溶けるのにひどく長くかかるかと思えば、一瞬で砕け散ることもある。


私にとってルヴェリアとの日々は、いまだ胸の奥で解けずに残っている氷片のようなものだ。


触れれば痛むし、同時にどこか甘美でもある。


いや、甘美というよりは、そうだな……例えるなら、数式がようやく答えに収束した瞬間の心地よさに近い。


最後に彼女を見たのは、戦いの後だった。


荒れ果てた大地の上、血と炎と氷が交じり合う中で、彼女は微笑んでいた。


あの微笑みは、何というか……不公平だ。


勝利の証とも別れの合図ともつかない顔で、「じゃあね」と一言だけ残して背を向けたのだから。


私は呼び止められなかった。いや、呼び止める方程式が頭に浮かばなかったと言うべきか。


どんな言葉を並べても、彼女の歩みを止める係数にはならなかっただろう。彼女は、外の世界へ進むことを選んだ人だった。


村に残った私は、氷魔法の鍛錬に没頭する日々を送っている。


鍛錬といっても華やかなものではない。朝、凍てつく泉で魔力の流れを整え、昼は畑の雪解けを手伝いながら術式の応用を考える。


夜になると、ひたすら氷柱を打ち出し、その形と強度を観察する。


要するに、氷と私、そして計算ばかりの生活だ。


退屈かと問われれば、まあ、答えは否だな。


退屈という概念は「目的-手段=0」のときに成立する。私はまだ解に到達していない。だから退屈にはなりようがないのだ。


ただ、時折思い出す。ルヴェリアの背中を。


彼女の術が描いた軌跡を。そして、私に残した言葉を。


――「またね」。


この曖昧で、しかし確かに希望を含んだ一言が、今の私を動かしている。


私は彼女に追いつくと決めた。方程式で言えば、私の未来=ルヴェリア+α、というやつだ。


αは努力でも執念でも、あるいは未だ解けぬ感情でもいい。とにかく、解を導き出すために私は氷魔法を磨き続けている。


村の人々は私を少し変わり者だと思っているらしい。「理屈っぽい」と笑われることもしばしばだ。

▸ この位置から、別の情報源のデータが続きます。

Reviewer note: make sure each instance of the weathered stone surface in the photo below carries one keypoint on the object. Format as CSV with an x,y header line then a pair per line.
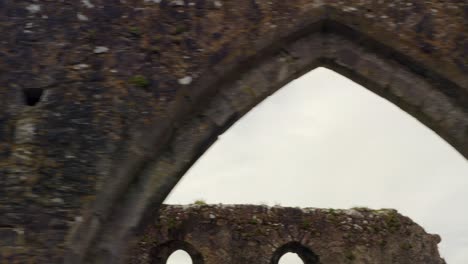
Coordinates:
x,y
94,94
241,234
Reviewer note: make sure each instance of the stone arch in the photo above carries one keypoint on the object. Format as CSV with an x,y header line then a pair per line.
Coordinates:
x,y
304,253
347,43
161,253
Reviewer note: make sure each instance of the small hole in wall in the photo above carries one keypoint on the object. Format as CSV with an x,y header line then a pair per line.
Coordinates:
x,y
32,96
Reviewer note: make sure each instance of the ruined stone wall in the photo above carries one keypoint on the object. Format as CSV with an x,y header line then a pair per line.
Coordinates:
x,y
105,104
245,234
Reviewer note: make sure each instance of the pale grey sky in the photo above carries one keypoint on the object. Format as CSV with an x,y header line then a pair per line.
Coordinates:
x,y
325,141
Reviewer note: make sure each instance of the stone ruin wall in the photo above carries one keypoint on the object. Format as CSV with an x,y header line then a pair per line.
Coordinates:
x,y
242,234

けれど、自分ではそれほど自覚がない。私はただ、物事を理解しやすい形に並べ替えているだけだ。


氷の結晶が六角形を選ぶように、私の言葉も自然に数式めいてしまうのだ。


まあ、正直に言えば、時々「面倒な性格だな」とは自分でも思う。けれど、それもまた私という方程式の一部。消去するには惜しい。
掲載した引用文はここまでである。